The Tohoku Rakuten Eagles are coming off their best-ever finish in the Pacific League, an eye-popping second-place run that put the franchise on cloud nine.

The Yokohama BayStars have seen so many seasons go down the toilet the pipes are about to burst. Looking up from what seems like a reserved spot in the Central League--the cellar--their future looks cloudy.

The Eagles have turned to 46-year-old Marty Brown, who was canned by the Hiroshima Carp following his fourth consecutive losing season. In Yokohama, longtime pitching coach Takao Obana gets his first shot at managing.

Brown spent parts of three seasons with Hiroshima as a player and came back as skipper to pull the Carp up the CL stream. But they couldn't quite swim with the big boys.

For Brown, the old axiom "Win some, lose some" comes with a gloomy twist: He has won some but lost more with the Carp. Just four games over .500 as a player there during Hiroshima's days a powerhouse, Brown was 50 games under as manager, a .450 winning percentage.

He tried to improve structure throughout the Carp system, opening the lines of communication between the first team and the farm club about player development.

The organization wasn't always supportive and the best his effort got him was a one-game-under 69-70 finish in 2008. That season saved his job for a year, but he eventually got the boot--turning in his resignation to avoid the drama--after failing to make the postseason this past year. He walked away pride in hand, and got the call from the Eagles.

Brown now replaces the iconic Katsuya Nomura--a figure as loveable as Oscar the Grouch. Nomura's diabolical plots and scratchy-voiced rants brought some comedic light to the Eagles' dark days as well as the bright ones.

Brown is a good manager who understands Japanese baseball as well as any foreign skipper who has ever been on the bench here. But he is in a lose-lose situation. If he wins with the Eagles, he did it with Nomura's team. If he loses, he destroyed the great work Nomura did the past four years in getting the lowly Eagles off the ground.

Obana, on the other hand, finds himself in a vastly different, yet just-as-cloudy situation. He has experienced winning, but most of that has come the past four years with the Yomiuri Giants.

Obana pitched for the Swallows from 1978-91. He became the ace, but has a career losing record--112-135. The famed right-hander led the CL in losses three straight seasons, starting in 1986.

He has a lifetime ERA of 3.82, but as the Giants' pitching coach, the stern-faced and sometimes aloof Obana got Yomiuri's pitching staff to drop its league-worst-tying 4.80 ERA in '05 to a middle-of-the-CL-road 3.65 in just one season. Some of that had to do with personnel, but Obana was the strong-fisted force that drove Yomiuri's team ERA down by more than a run.
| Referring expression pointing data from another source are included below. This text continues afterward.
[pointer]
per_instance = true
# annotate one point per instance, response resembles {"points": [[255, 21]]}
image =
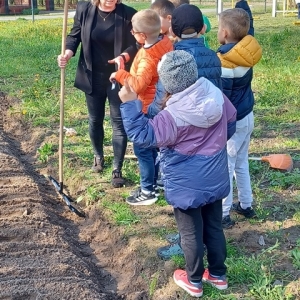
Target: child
{"points": [[191, 132], [164, 8], [238, 54], [143, 78], [244, 5], [187, 23], [205, 19]]}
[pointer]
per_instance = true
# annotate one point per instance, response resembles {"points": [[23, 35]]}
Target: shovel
{"points": [[282, 162], [59, 185]]}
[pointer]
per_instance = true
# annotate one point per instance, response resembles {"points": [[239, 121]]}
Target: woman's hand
{"points": [[127, 93], [112, 77], [62, 60], [120, 60]]}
This past season, he transformed career loser and pickup from the scrapheap Dicky Gonzalez (18-20 entering the year), into a winner. He also mentored developmental roster hurler Wirfin Obispo, who became the team's second-most reliable late-season man on the mound.
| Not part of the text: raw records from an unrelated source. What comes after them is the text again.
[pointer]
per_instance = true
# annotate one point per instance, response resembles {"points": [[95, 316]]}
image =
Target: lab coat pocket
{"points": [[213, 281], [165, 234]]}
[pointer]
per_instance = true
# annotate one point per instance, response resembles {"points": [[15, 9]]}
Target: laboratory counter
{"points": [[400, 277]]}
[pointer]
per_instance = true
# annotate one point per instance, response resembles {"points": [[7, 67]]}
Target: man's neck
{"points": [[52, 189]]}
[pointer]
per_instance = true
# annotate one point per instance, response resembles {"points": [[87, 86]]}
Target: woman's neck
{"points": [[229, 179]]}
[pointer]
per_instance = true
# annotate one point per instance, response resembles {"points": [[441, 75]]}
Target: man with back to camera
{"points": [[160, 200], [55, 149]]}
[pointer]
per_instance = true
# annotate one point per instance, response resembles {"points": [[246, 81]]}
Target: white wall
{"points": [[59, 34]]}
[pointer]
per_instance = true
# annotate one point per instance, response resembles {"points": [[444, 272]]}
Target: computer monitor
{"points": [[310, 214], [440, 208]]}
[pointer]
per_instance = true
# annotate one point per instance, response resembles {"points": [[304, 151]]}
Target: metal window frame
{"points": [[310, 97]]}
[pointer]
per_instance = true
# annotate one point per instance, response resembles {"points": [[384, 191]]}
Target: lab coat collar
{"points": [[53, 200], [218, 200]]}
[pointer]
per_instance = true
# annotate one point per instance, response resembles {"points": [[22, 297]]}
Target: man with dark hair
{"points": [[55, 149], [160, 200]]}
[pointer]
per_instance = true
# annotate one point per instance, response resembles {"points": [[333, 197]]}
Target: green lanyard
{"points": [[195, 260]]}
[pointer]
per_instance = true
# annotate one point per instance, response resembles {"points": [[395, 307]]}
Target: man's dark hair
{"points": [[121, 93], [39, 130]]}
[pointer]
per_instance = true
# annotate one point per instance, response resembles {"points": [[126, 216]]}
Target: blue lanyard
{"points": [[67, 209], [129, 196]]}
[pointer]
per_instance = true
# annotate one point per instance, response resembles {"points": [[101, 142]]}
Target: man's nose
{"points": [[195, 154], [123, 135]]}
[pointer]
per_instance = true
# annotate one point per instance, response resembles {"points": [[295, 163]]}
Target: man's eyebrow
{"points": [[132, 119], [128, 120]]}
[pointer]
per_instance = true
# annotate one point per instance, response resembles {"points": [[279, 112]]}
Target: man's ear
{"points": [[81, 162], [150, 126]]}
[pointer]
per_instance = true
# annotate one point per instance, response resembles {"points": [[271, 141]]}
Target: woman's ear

Obviously he has proven what he can do with a pitching staff. But he takes over a team whose .423 winning percentage this decade is lower than his own career .453 mark.
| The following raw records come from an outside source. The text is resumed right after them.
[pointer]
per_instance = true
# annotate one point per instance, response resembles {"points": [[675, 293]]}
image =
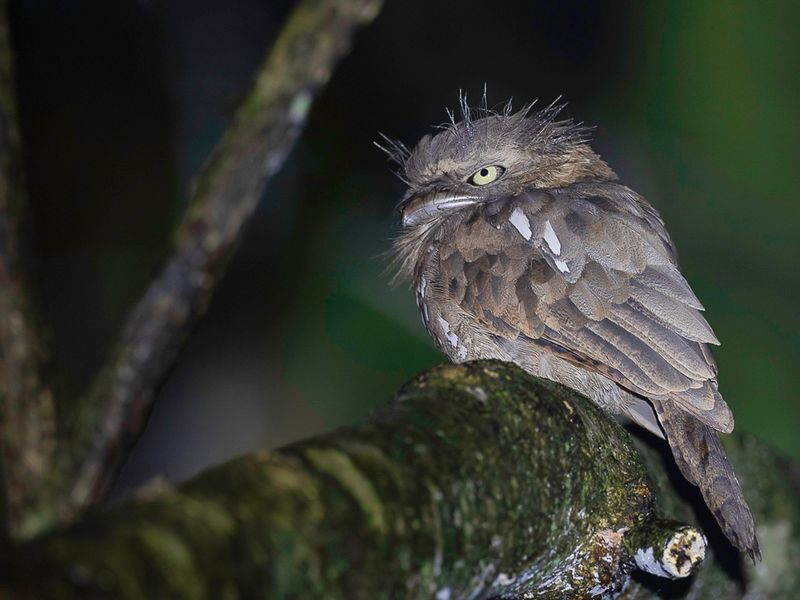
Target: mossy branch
{"points": [[479, 481]]}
The front office said it brought him for the purpose of lowering the staff's ERA, which was a league-worst 4.36 this year.

The BayStars expect victories to align themselves with improved pitching. But Obana has to run everything, not just control the arms. He needs success in his first managerial gig and must impact a team that has won as few as 45 games in '03.

Yokohama needs a change in culture, and it will be a challenge for an inexperienced manager to sit on the top perch and deal with everything from decisions on when to send runners to fielding questions from the relentless media.

Obana is climbing a slippery pole where even the slightest positive--whether it shows up in the win-loss column or not--could be considered an improvement in Yokohama yet still result in failure.

The fact is, clouds in the forecast for both cities.